The use of trademarks can be considered from both an offensive and defensive standpoint. The rule of thumb is that you always want to be in the offensive stature and never on the defense or a defendant in a trademark action which can be disruptive and expensive. An example of offensive use of trademarks is when the client properly registers its wordmark or logo under federal law which is known as the Lanham Act. As an example, if a client came up with a name for a restaurant and wanted to operate it in any city in Texas, advice should be rendered as to whether the trademark is available and not registered to another company anywhere in the United States. Assuming it is properly registered and the trademark is secured which typically takes 6 to 8 months after submission to the USPTO (United States Patent Trademark Office), the owner can take legal action against any third party utilizing that brand in the United States. The typical approach is for the lawyer to send out a demand for the violator to stop using the registered trademark which is known as a cease-and-desist letter. That usually resolves the situation. In a minority of situations, it is required that the trademark holder file a federal lawsuit to take down the illegal mark and obtain damages.

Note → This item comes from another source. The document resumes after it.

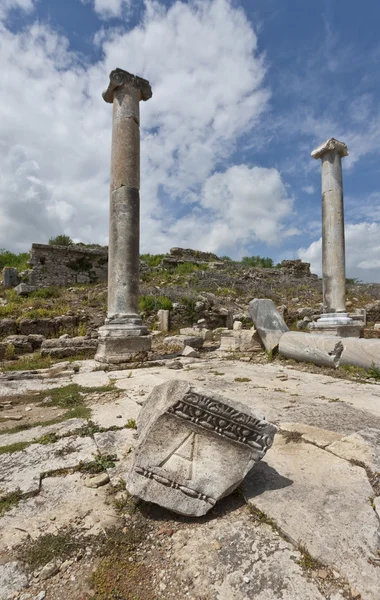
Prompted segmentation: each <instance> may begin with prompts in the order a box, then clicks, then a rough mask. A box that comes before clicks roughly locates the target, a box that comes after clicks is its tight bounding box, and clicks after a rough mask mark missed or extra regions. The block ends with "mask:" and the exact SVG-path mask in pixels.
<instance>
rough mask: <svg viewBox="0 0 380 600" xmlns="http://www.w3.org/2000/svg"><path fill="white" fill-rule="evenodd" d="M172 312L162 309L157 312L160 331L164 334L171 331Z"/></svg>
mask: <svg viewBox="0 0 380 600" xmlns="http://www.w3.org/2000/svg"><path fill="white" fill-rule="evenodd" d="M169 319H170V310H164V309H161V310H159V311H158V312H157V320H158V329H159V331H162V332H163V333H166V332H167V331H169Z"/></svg>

Those clients who unfortunately find themselves the recipient of a cease-and-desist usually misunderstand the entire trademark process and never checked as to the availability of the mark. Many times, the client confuses the registration of the name with the Texas Secretary of State as having the same import as a trademark which is absolutely incorrect. Clients without proper legal advice can find themselves embroiled in a trademark dispute and lawsuit which takes vital time and resources away from the new company and could have easily been avoided at inception.
Additionally, many clients fail to understand the distinction between trademarks and copyrights. The latter typically refers to literary content, photographs, and computer code but can be confusing to clients and amorphous. Our job is to make the advantages and disadvantages of each form of IP cognizable so that our clients understand what is the best recommendation for them and why.